Little Johnny watched his daddy's car pass by the school playground and go into the woods. Curious he followed the car and saw Daddy and Aunt Jane in a passionate embrace. 

LittleJohnny found this so exciting that he could not contain himself as he ran home and started to tell his mother. 

"Mommy,I was at the playground and I saw Daddy's car go into the woods with Aunt Jane.   I went back to look and he was giving Aunt Jane a big kiss, then he helped her take off her shirt.

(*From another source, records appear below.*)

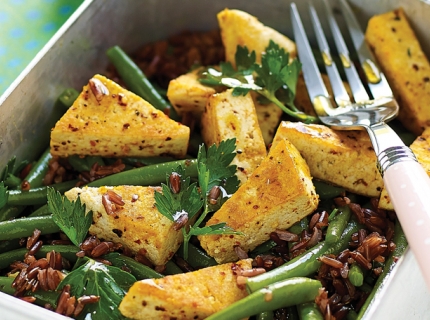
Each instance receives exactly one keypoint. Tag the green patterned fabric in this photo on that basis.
(25, 27)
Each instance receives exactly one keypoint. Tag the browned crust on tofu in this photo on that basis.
(137, 225)
(193, 295)
(278, 194)
(187, 94)
(407, 69)
(240, 28)
(116, 123)
(228, 117)
(344, 158)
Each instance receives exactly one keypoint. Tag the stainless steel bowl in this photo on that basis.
(77, 51)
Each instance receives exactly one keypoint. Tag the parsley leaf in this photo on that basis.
(70, 216)
(3, 195)
(275, 76)
(107, 282)
(172, 204)
(214, 170)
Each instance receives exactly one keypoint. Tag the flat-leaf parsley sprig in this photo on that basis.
(275, 76)
(69, 216)
(181, 201)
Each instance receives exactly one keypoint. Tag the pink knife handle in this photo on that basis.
(408, 186)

Then Aunt Jane helped Daddy takehis pants off, then Aunt Jane..." 

At this point Mommy cut him off and said, "Johnny, this is such an interesting story, suppose you save the rest of it for supper time.  I want to see the look on Daddy's face when you tell it tonight." 

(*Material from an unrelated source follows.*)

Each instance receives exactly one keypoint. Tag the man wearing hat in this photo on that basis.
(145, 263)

At the dinner table, Mommy asked little Johnny to tell his story.  
Johnny started his story, "I was at the playground and I saw Daddy's car 
go into the woods with Aunt Jane.  I went back to look and he was giving Aunt Jane a big kiss, then he helped her  take off her shirt.  Then Aunt Jane helped Daddy take his pants off, then Aunt Jane and Daddy started doing the same thing that Mommy and Uncle Bill used to do when Daddy was in the Army." 

Mommy fainted! 

Moral: Sometimes you need to listen to the whole story before you interrupt


----------



## exile (Feb 10, 2007)

:rofl:


----------



## Brian R. VanCise (Feb 10, 2007)

:rofl:


----------



## JBrainard (Feb 10, 2007)

:lol: 
Nice.


----------



## Brian R. VanCise (Feb 10, 2007)

I'm still laughing about this one!


----------